James follows the long extract from Bradley’s pamphlet with an account of the psychology of conversion, in which James explicitly argues that what appears absolutely spontaneous is often the result of factors long at work in a person’s life, even if only subliminally or subconsciously. Yet even here James emphasizes interiority, inwardness, and privacy. Conversion ultimately involves a surrender to forces outside of one’s conscious control. “But since . . . the crisis described,” James writes,
is the throwing of our conscious selves upon the mercy of powers which, whatever they may be, are more ideal than we are actually, and make for our redemption, you see why self-surrender has been and always must be regarded as the vital turning-point of the religious life, so far as the religious life is spiritual and no affair of outer works and ritual and sacraments. One may say that the whole development of Christianity in inwardness has consisted in little more than the greater and greater emphasis attached to this crisis of self-surrender.

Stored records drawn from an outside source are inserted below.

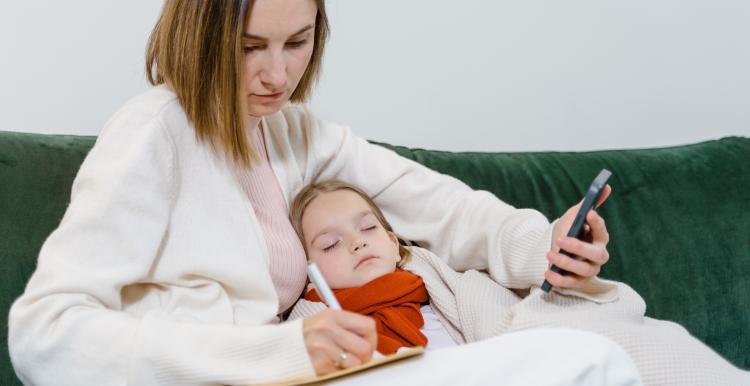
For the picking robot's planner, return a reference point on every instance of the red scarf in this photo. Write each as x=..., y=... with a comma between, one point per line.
x=393, y=300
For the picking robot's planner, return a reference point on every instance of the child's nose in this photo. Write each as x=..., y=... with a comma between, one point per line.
x=359, y=244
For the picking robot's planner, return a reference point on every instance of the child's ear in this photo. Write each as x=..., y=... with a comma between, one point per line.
x=393, y=238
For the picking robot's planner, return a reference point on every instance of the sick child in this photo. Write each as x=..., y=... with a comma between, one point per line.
x=416, y=299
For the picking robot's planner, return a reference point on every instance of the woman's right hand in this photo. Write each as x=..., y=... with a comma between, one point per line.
x=339, y=339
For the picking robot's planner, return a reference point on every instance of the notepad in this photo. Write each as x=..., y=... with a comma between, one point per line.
x=374, y=362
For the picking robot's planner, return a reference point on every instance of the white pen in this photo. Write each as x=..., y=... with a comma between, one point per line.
x=322, y=286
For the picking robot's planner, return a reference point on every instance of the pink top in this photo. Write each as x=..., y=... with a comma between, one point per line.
x=287, y=262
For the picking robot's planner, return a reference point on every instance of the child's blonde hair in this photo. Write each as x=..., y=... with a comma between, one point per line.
x=310, y=192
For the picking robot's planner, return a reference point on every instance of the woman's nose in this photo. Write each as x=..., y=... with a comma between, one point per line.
x=273, y=75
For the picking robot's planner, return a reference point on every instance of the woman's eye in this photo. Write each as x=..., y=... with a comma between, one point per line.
x=328, y=248
x=296, y=44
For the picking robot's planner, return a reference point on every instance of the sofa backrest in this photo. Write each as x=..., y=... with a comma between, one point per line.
x=679, y=218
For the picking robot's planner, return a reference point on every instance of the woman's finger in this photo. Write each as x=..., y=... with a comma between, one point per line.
x=598, y=228
x=606, y=191
x=580, y=268
x=361, y=325
x=567, y=281
x=595, y=253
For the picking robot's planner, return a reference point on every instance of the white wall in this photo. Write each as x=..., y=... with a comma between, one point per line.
x=455, y=75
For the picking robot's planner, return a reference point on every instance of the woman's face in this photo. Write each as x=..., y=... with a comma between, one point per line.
x=277, y=45
x=346, y=241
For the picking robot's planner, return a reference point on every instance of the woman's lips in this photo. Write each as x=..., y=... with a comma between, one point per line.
x=270, y=97
x=364, y=260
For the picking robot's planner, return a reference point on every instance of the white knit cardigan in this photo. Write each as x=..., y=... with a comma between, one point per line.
x=472, y=307
x=158, y=271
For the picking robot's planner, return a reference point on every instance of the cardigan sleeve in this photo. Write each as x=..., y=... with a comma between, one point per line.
x=470, y=229
x=69, y=328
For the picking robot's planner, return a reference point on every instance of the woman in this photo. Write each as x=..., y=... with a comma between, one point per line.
x=175, y=261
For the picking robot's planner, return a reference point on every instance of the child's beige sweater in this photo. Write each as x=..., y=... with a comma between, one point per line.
x=472, y=307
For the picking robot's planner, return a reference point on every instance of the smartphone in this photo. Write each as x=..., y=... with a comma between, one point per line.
x=576, y=230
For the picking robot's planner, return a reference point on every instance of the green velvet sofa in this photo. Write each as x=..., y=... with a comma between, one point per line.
x=679, y=219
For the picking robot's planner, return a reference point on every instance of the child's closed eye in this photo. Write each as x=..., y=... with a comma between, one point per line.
x=330, y=247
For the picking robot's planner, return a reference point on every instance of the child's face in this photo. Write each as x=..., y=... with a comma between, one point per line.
x=346, y=240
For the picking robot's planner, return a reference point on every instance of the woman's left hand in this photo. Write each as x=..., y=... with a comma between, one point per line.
x=592, y=249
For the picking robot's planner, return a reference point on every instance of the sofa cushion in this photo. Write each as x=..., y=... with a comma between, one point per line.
x=678, y=218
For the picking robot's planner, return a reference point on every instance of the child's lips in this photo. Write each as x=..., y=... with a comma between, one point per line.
x=363, y=260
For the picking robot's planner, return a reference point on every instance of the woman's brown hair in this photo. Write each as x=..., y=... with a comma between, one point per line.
x=195, y=48
x=310, y=192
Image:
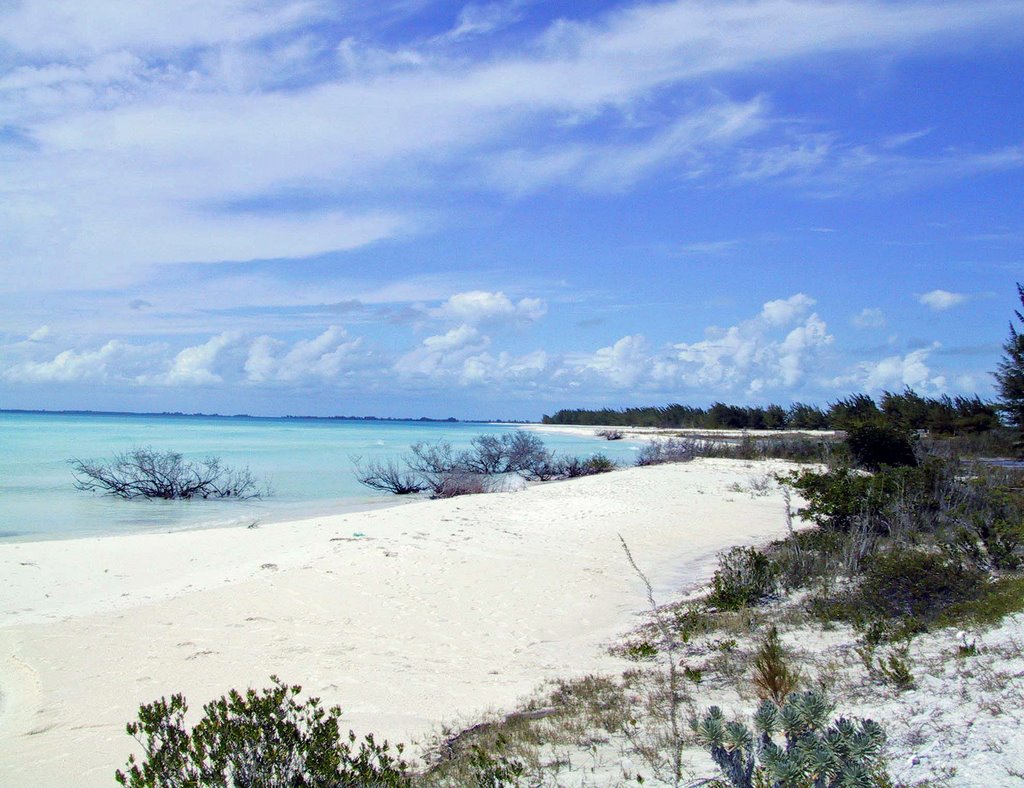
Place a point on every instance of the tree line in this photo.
(942, 416)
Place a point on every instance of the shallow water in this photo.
(307, 463)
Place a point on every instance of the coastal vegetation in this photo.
(901, 538)
(438, 468)
(260, 739)
(1010, 377)
(940, 416)
(146, 473)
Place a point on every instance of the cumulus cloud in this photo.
(940, 300)
(116, 361)
(869, 317)
(505, 367)
(442, 354)
(157, 132)
(622, 364)
(195, 365)
(42, 334)
(755, 355)
(898, 371)
(325, 357)
(479, 306)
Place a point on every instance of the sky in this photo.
(499, 210)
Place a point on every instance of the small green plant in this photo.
(812, 752)
(639, 652)
(968, 647)
(774, 677)
(495, 769)
(258, 739)
(744, 577)
(894, 667)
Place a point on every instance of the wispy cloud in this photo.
(145, 123)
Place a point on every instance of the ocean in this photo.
(308, 464)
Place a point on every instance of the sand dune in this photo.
(407, 616)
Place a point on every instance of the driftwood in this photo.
(450, 748)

James’s emphasis on interiority both describes something vital about the way Protestant Christians understand their experience and at the same time renounces, ignores, and radically reconfigures the larger contexts they–and he himself–provide for that experience. He performs, then, the move I worry about with claims to a more rigorous phenomenological method, one that calls on the philosopher to bracket her analysis of a phenomenon not only from her own biases, attitudes, and interests, but also from the framing context of its emergence. The resulting account is denuded of its connections to the larger world in which the phenomenon itself is made possible.
Husserl and Heidegger provide generalizable—they would say formalizable, but I think that overstates the specificity and rigor of their claims—accounts of specifically human phenomena, accounts that are often descriptively and prescriptively powerful. Yet the call to generalize, while useful in its Heideggerian version insofar as it also demands a refusal to universalize, is called into question if one attends to the specificities of context and of embodied existence to which these particular thinkers and, arguably, their method, refuse to attend: gender, race, age, ability, and class are most immediately salient, but this is by no means an exhaustive list.
This does not mean that we ought not to generalize. But can we generalize in ways that attend to the specificities of embodied existence and communities of experience? To do this work, I think that philosophy works best alongside of, thinking with—rather than about—modes of thought, imagination, and practice more congenial to the particular, most pointedly for me literature and history. (Anthropology is another obvious candidate.) James, with his strong literary imagination and commitment to the details of psychic life, cannot write about religion without appealing to a wide array of literary and religious texts. He thereby leaves tracks for us to follow that make clear how inter and intrapersonal religious life is.